If you keep an eye out for the latest research on music consumption habits, you can use these statistics to help guide you in creating an effective sales and marketing plan for your music releases.
After all, that’s how the marketing department of a major record company would operate – basing their plans on the latest market research.
If you’re despairing at the idea of having to add market research to your “to do” list, don’t worry – there’s an easy way. Just google for Google Alerts, and set up a few alerts such as “music consumption research”, “music consumer survey”, or “music market research”. The latest research will just appear in your email inbox.
Then, all you have to do is choose the studies and surveys relevant to your own music market, and ask yourself how these statistics could shape your music sales and marketing plan.
You don’t have to go into too much detail here – taking note of the general trends will guide your strategy quite effectively.
Take the following example of worldwide music consumption statistics in 2010, courtesy of Midem.com:
A global survey of music consumers by Nielsen (Sept. 2010)
Nielsen (one of the most highly regarded market research firms) conducted a global survey of 26,644 people in September 2010 on their music purchasing and listening habits. It surveyed people’s music consumption for the previous 3 months.
What can we musicians learn from this research?
- We need multiple ways to reach music consumers worldwide: The survey found that there is considerable diversity in music consumption habits globally, and that no single channel dominates.
- We need to make videos: Watching music on video is the most popular way to consume music. 57% of those surveyed had watched music videos on computers in the preceding 3 months. 44% watch internet videos several times a week.

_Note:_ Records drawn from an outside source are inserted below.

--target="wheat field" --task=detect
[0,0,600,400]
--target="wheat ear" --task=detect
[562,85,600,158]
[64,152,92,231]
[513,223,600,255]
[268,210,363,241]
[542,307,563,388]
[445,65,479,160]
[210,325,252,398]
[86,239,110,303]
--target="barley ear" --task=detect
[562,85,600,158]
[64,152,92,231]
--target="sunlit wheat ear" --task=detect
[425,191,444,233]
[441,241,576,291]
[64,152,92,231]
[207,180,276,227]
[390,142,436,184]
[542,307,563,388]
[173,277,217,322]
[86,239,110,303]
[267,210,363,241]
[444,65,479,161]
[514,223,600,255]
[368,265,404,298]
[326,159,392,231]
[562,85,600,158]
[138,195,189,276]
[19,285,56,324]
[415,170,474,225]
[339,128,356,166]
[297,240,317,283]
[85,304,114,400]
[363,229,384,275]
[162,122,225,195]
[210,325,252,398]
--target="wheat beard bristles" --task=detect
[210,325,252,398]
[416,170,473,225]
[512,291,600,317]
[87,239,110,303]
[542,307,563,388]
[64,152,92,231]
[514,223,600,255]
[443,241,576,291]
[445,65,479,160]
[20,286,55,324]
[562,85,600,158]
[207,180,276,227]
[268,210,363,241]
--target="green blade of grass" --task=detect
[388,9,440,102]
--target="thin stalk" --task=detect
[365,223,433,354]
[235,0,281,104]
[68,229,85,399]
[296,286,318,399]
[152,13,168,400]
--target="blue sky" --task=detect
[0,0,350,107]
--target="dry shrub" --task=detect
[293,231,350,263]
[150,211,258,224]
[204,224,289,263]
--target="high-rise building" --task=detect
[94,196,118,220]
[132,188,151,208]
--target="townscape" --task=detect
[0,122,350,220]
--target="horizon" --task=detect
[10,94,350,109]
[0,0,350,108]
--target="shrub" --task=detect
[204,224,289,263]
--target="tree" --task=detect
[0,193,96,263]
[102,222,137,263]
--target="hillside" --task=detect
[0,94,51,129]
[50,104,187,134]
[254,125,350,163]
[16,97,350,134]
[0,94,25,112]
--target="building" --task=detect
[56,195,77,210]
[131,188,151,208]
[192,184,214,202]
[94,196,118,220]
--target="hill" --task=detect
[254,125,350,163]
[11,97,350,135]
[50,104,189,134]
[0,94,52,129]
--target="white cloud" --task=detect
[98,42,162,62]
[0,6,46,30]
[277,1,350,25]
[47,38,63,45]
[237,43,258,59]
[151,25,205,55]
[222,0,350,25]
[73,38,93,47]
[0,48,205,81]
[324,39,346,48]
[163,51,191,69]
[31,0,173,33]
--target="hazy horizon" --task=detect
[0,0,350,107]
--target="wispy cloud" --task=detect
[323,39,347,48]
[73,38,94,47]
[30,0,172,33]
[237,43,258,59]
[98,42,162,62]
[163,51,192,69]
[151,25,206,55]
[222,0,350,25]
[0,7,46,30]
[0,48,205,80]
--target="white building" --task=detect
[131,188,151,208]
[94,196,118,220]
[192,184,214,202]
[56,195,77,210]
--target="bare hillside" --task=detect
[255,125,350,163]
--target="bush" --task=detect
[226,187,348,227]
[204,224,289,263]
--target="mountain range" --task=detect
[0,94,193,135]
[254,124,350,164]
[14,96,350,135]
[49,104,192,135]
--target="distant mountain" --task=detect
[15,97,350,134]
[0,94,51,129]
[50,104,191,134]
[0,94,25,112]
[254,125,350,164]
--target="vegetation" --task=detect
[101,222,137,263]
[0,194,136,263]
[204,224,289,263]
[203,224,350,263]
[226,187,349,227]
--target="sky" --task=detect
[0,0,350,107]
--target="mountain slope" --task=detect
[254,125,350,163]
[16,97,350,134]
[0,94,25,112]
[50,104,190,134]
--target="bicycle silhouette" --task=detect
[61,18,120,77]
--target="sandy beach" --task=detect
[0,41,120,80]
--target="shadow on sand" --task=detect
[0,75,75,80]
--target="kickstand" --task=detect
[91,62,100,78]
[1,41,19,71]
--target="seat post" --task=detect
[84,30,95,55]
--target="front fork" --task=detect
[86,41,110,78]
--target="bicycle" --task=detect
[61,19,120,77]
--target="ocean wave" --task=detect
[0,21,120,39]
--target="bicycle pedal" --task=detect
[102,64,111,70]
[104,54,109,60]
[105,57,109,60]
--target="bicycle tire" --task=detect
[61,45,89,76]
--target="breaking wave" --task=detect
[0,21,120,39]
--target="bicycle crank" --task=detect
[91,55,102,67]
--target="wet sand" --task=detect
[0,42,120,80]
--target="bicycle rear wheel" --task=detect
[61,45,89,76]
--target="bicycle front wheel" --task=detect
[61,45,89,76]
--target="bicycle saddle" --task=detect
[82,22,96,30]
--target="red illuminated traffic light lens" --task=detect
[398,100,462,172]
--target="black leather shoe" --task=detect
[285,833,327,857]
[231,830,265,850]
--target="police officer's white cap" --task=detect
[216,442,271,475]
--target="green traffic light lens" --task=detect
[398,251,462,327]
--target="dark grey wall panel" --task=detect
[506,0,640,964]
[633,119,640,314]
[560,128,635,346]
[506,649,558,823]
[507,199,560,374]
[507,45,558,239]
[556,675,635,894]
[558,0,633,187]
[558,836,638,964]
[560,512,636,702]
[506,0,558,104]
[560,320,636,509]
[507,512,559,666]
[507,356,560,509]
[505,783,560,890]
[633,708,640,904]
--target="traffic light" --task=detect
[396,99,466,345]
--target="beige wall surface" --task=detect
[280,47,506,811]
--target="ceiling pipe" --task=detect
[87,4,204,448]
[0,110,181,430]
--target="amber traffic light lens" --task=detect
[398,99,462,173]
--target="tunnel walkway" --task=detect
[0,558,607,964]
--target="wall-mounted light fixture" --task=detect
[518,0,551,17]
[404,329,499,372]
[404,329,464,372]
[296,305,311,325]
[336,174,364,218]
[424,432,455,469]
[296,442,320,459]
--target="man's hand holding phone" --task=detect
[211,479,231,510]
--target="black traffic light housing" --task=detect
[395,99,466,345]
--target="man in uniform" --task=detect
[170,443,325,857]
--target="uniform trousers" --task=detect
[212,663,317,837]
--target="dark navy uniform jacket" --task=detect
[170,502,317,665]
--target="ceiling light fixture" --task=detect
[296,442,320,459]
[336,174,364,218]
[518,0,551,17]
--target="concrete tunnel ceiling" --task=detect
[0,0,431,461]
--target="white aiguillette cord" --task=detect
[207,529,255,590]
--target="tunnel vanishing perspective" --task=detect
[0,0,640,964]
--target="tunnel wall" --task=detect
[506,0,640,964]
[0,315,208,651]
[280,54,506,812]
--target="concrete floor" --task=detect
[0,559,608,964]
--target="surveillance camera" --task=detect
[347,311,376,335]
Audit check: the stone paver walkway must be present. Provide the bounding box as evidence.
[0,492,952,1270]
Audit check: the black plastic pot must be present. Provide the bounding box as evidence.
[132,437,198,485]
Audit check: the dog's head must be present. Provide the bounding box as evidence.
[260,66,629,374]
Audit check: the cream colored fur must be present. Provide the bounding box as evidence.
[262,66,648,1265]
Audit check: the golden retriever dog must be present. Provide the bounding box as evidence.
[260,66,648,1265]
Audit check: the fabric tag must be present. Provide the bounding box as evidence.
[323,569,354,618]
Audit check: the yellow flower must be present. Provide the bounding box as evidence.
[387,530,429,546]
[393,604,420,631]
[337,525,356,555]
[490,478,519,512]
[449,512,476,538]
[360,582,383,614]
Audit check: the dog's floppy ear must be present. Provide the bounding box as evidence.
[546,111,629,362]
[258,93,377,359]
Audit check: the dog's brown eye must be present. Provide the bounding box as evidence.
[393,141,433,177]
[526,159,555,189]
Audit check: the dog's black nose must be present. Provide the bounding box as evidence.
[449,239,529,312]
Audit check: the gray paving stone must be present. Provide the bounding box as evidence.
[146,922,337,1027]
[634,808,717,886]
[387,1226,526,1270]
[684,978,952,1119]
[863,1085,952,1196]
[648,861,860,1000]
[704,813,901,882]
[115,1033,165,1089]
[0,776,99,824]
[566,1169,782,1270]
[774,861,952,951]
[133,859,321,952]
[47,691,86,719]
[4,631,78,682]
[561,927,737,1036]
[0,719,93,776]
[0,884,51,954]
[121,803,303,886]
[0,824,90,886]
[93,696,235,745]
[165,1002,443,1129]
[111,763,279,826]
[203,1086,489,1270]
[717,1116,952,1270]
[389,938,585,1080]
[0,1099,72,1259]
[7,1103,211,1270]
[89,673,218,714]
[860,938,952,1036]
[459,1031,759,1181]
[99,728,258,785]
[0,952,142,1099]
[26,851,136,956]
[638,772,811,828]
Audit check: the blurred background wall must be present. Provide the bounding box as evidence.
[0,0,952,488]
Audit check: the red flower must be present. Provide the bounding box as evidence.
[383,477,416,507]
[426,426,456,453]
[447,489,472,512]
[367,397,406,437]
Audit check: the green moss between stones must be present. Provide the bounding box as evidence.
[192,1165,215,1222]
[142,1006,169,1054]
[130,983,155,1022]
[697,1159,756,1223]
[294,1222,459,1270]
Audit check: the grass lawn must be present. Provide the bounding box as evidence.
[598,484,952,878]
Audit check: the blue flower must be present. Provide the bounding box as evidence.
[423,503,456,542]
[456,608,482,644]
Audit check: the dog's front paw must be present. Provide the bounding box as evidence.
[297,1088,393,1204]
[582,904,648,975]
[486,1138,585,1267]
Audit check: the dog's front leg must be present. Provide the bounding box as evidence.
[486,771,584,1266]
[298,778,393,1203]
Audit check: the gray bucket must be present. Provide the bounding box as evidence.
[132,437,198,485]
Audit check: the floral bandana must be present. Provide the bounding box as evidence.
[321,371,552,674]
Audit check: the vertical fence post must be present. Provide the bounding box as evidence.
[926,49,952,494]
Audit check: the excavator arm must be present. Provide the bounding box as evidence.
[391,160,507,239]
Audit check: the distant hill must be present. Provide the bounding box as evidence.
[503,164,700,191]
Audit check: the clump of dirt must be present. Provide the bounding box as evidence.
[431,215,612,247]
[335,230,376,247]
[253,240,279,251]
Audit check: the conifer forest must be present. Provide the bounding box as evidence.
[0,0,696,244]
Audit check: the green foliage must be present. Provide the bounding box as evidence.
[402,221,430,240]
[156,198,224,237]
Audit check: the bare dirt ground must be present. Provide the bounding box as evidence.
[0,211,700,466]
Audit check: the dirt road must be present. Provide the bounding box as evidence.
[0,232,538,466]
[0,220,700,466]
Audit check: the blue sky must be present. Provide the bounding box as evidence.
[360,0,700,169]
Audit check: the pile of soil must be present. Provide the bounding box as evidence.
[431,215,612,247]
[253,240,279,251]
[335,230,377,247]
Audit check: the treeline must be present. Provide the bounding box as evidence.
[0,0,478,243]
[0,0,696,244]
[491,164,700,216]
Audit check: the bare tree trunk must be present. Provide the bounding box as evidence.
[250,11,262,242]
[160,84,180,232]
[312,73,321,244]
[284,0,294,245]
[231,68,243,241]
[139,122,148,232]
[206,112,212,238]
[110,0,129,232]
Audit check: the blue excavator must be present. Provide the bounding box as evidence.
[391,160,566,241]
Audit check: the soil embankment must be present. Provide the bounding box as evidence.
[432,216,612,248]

- Giving away some of our music as free downloads is likely to be a good promotional strategy: Downloading a song without paying for it was the second most popular form of music consumption. The survey did not distinguish between “legal” (free downloads – often promotional) or “illegal” downloads (pirate copies), so many of these free downloads could have been obtained legitimately. Obviously there is still a great deal of interest in downloading music, and people like to get it for free … legally or otherwise.
- People aged between 21 and 34 are the “core digital music audience”: People in this age range have a generally higher level of music-related activity. They watch the most music videos (on computer or TV), download more songs (both paid and free), and stream more music.
- It’s worth selling digital downloads; particularly if aimed at a younger audience:The survey found that just over 20% of people under the age of 34 had paid to download a music track to their computer in the preceding 3 months.
- We need our own artist website, with our music readily accessible for streaming and buying: About 18% of people surveyed had accessed music from an artist’s own website in the preceding 3 months.
- A Facebook fan page is worth having: 35% consume music via social networking sites. Check out the usual suspects – but also keep an eye out for niche social networks that relate to you and your music, for a more targeted audience.
- Streaming services are worth factoring into our promotional strategy: 36% stream music via a computer. The survey doesn’t go into details about this streaming figure, so it’s an amalgamation of all the different ways someone could stream music these days. However, it tells us that services such as Spotify, Pandora, Last fm, Jango, etc, are a viable option for getting our music heard.
- We should look into the sales and marketing potential of creating our own music apps: 30% listen to music via their mobile phone, and 20% of respondents had downloaded or used music apps on their mobile.
- We should promote our music on internet radio: Just over 30% of those surveyed say they listen to music on web radio several times a week. The vast array of genres and sub-genres catered for by specialist radio shows online means that, if we take the time to investigate, we are likely to find the perfect audience for our own music.
Creating a realistic music sales and marketing plan
You can see that, just through interpreting the statistics of this one study, we can lay out the basis of a sales and marketing plan that is rooted in the realities of the here and now.
It would be best to take note of a number of different studies, of course, for the greatest accuracy. And it is important to update your information regularly. But thanks to Google Alerts, this is not the time-consuming chore it used to be.
I hope this is helpful to those of you who are confused about which of the countless marketing strategies to adopt, and who have precious little time available for trying to figure it all out.